Essentially, it's more efficient to generate heat directly from a windmill, than first turning it into electricity.
That being said, porque no los dose. Efficient heat is great, but you don't always need it. If you only use the electric generator a few months a year, it may still be worth it, given you're investing in a windmill.
Given that a heat pump can be a lot more than 100% efficient, it's likely more efficient to generate electricity and then use a heat pump to heat the house.
The article has a long section on using the windmill to directly drive the compressor of a heat pump using a gearbox. This is likely to be more efficient than converting to electricity and then using that to run an electric compressor.
There's no reason you couldn't run the compressor of a heat pump mechanically. Then the question becomes is it more efficient to generate electricity to run a motor (or a linear compressor, I suppose), or use a gearbox to change the rotation speed. Plus or minus if you need mechanical air movement in the conditioned space.
Mechanical heat pumps are covered in the article. And for the child response to yours, mechanisms for sourcing heat for longer periods are also covered (e.g. 10k, 20k liter tanks of warm water, hydraulic oil vs water as primary heat transfer fluid)
Energy storage doesn't require going through electricity either; in fact, highest capacity storage systems are mechanical - flywheels, lifting heavy objects high, or pumping water up the hill.

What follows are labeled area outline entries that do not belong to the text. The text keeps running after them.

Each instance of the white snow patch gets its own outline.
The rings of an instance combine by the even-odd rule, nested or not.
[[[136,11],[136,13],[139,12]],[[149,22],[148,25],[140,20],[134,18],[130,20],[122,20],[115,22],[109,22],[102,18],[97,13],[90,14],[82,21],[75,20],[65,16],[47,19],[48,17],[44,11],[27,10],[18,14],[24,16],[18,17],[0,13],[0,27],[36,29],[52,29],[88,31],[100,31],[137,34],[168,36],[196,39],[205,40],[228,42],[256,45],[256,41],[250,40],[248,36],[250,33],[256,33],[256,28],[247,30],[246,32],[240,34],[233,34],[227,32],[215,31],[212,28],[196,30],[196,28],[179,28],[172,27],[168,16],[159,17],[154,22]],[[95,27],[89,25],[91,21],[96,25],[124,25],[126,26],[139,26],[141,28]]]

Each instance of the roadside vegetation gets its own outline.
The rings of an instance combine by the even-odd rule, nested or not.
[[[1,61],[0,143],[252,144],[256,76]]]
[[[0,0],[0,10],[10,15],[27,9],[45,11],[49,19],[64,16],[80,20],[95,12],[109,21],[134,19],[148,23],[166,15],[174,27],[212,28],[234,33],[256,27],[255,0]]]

True, but safety is a concern. Batteries are easiest for consumers to maintain safely. The failure modes of flywheels, lifting objects, or pumping water - when not properly maintained - are disastrous in ways that we mostly are not able to handle. Batteries start on fire, but we have fire codes and fire departments so your survival chances are reasonable. Batteries are also something that are available to consumers in a well engineered (well hopefully) package, while the others are a bit of a DIY hack. Electric implies you can connect to the grid and thus offload the whole concern to someone else for a small cost (this applies to the vast majority of us).
In the end you need to consider all the trades offs. Once you do though, electric starts to look good just because of how flexible it is, even if others beat it in any one area.
For a lot of folks in the Northern hemisphere, heating is the largest share of domestic electricity consumption. Same for offices. I would say there is great potential for this to reduce electricity consumption, plus the hot water can be stored without the loss at conversion that electricity has.
That being said, porque no los dose. Efficient heat is great, but you don't always need it. If you only use the electric generator a few months a year, it may still be worth it, given you're investing in a windmill.